Mudaria o Natal...

Jornal O Estado do Maranhão
A história do cristianismo é admirável. Como foi possível a um grupo de homens simples do povo, rudes, sem luzes, fundar uma religião que viria a ser, menos de quatro séculos depois da morte de seu criador, a religião oficial do império romano? Quem, vendo ou vivendo as perseguições, por motivos políticos, principalmente, sob os imperadores Nero, Décio, Diocleciano e Galério, poderia prever a glória terrena da igreja de Cristo de coroar reis e rainhas e substituir o próprio império por outro? Que milagre foi esse?

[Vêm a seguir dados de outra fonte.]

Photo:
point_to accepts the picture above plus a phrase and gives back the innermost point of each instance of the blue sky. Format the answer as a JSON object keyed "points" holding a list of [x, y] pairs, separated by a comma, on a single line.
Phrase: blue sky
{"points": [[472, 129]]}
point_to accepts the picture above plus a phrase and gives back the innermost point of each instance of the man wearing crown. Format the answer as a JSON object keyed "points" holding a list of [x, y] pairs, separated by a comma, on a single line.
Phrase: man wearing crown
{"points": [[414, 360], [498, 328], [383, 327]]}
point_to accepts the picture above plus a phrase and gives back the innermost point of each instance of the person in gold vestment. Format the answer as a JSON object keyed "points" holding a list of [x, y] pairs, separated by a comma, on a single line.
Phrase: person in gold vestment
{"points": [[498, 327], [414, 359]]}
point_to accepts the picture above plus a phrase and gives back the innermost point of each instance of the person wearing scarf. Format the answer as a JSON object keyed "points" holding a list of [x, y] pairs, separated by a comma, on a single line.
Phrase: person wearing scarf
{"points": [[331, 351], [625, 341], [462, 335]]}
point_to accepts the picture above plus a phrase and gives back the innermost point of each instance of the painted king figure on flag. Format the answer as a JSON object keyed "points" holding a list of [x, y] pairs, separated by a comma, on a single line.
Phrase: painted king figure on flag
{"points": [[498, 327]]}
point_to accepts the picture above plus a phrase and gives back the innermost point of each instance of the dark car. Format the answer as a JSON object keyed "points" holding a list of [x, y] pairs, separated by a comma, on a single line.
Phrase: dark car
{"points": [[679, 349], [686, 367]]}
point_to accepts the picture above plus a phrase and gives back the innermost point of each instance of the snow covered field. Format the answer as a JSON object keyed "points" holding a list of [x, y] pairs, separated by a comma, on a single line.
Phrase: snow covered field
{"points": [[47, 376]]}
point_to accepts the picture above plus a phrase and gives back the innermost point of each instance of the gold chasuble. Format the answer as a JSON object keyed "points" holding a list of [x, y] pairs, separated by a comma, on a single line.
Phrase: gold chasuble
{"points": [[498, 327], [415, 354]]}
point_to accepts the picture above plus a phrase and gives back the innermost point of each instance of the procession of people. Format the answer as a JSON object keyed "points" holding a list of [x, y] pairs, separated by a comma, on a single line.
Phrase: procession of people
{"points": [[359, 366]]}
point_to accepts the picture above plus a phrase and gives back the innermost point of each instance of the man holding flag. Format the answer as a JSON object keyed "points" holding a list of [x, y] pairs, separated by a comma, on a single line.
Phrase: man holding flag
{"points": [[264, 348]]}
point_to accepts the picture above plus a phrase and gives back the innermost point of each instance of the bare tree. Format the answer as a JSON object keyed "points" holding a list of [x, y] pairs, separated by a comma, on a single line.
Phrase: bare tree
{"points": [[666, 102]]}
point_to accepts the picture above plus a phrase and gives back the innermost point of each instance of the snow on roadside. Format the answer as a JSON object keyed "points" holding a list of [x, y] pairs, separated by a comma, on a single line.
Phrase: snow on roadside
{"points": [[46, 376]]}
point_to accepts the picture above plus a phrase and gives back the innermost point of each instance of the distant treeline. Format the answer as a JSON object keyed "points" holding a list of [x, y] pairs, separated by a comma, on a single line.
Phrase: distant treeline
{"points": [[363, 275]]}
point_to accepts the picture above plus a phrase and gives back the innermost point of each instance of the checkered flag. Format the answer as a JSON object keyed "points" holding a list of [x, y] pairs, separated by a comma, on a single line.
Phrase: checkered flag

Será lícita aos crentes a alegação da justeza dos ensinamentos de Cristo e do caráter de revelação divina da sua palavra. Naturalmente, outras religiões poderão socorrer-se de argumentos semelhantes para sua autojustificação. Não estamos impedidos, porém, de procurar o que Edward Gibbon, no seu justamente famoso Declínio e queda do império romano, chama de “segundas causas”. Diz ele que as principais razões para vitória tão espetacular foram o zelo dos cristãos, sua crença na imortalidade da alma, os proclamados poderes miraculosos da igreja primitiva, a moralidade pura, austera e até intolerante de seus membros e a unidade e disciplina deles. Ele afirmou até que a queda do império deveu-se à ascensão do cristianismo.
O período de crescimento, mas não, ainda, de triunfo, que veio em seguida ao início modesto e incerto, foi objeto de uma percepção inspirada de Flaubert: “Os deuses não existindo mais, e o Cristo não existindo ainda, houve, de Cícero a Marco Aurélio, um momento único em que só existiu o homem”. Aí está uma bela síntese do raro momento histórico em que grande parte da humanidade possuía apenas a si mesma na busca da felicidade, livre do medo do castigo eterno e livre também da ansiedade pela recompensa igualmente eterna. Ao fim, porém, mortos os deuses romanos, nasceu o deus único da nossa tradição.
Seja qual for a natureza das explicações, os cristãos venceram e nos legaram grande parte do que de permanente e elevado temos em nossa cultura, a despeito dos maus exemplos da época em que a igreja, como instituição bem humana, se viu tomada pelas paixões deste mundo. Não se pode imaginar, no entanto, nossa sociedade sem a influência dos valores e tradições cristãos. O Natal, por exemplo. Como chegar ao fim do ano sem ele?
A palavra que me ocorre quando penso no Natal é suavidade. Há uma atitude pacificadora das pessoas expressa na simbologia da troca de presentes. A manhã desse dia é quando as crianças — não todas, por certo, que há as desafortunadas —, gravarão para sempre em suas mentes e corações a felicidade pelos presentes tão sonhados que atribuirão a Papai Noel. Elas recordarão esses momentos pelo resto de suas vidas. Isso é parte de nossa herança comum e de nossa obrigação de transmitir às gerações seguintes o que de bom recebemos das anteriores.
A magia do Natal tem atraído grandes escritores, de todos os tempos, em todas as literaturas do mundo cristão, como Charles Dickens e Machado de Assis. Do brasileiro, um agnóstico assumido, um dos mais belos contos é A Missa do Galo, obra prima do conto “sem enredo”, que, mesmo sem tratar diretamente do Natal, mostra o hábito dos cariocas no século XIX de ir àquela missa. É dele também o Soneto de Natal que contém um verso muito conhecido que, de tão citado, quase deixou de ter autoria, passando ao patrimônio cultural de nosso povo: “Mudaria o Natal ou mudei eu?” O Natal não muda, mas nós mudamos no Natal, para deixar vir à luz, ainda que durante poucos dias, a criança que nunca deixaremos de ser.
Como ensina o triste Eclesiastes, livro de sabedoria judaica, de Salomão, há tempo para tudo sob o sol. O tempo hoje é de desejar um feliz Natal a todos.